When we are of the scourge of Coronavirus the world will reflect on how their leaders handled the crisis. Populist leaders will be made to pay for their lack of competence, in a time when competence was vital.

6. Better Global co-operation

Again, this is an optimistic suggestion, but one I feel will happen. This virus has shown us how interconnected our world is. It’s the butterfly effect in action. A deadly virus emerging in a market in China affected the whole global economy.

Talk of America First and Taking Back Control do not matter when your enemy does not respect international boundaries. We are more dependent than each other than we realise.

The rise of nationalism has led to a lack of international co-operation in recent years, but it will not last in the long run. A global economy cannot prosper without solidarity amongst its nations.

The first sign of this was the open-sourcing of the Coronavirus genome, which allowed labs around the world to sequence the genome. Without this co-operation, it’s likely we would still be muddling around today to try and find a solution.

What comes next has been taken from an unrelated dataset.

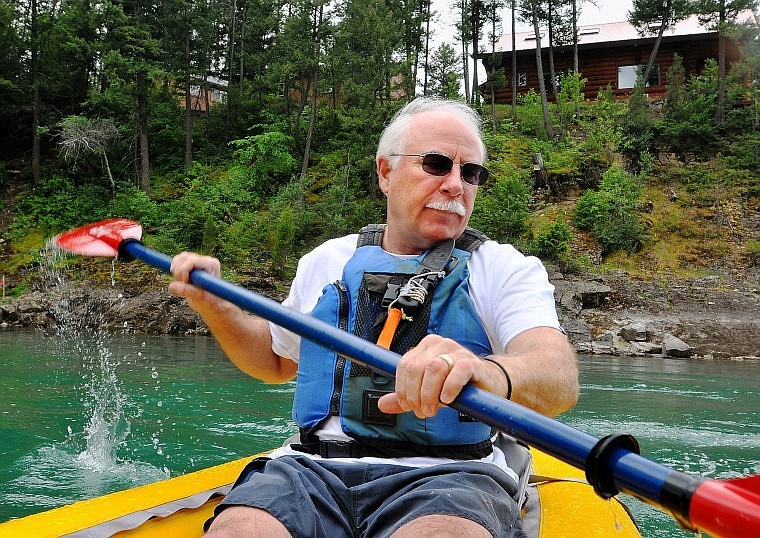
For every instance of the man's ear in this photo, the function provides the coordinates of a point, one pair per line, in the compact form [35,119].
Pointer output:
[384,168]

The threats of the future do not affect nations, they affect the whole planet. To survive and prosper, we need to work together to develop solutions. Blaming others will only result in time being wasted on petty issues when far greater ones are at stake.

This pandemic is a warmup for climate change. It has shown what happens when an event spreads around the globe and affects all of us. We cannot solve it on our own, we have to work in tandem.

From the wreckage, should come a realisation, much like at the end of the Second World War, that we need strong global institutions with the power to act to prevent similar crises in the future.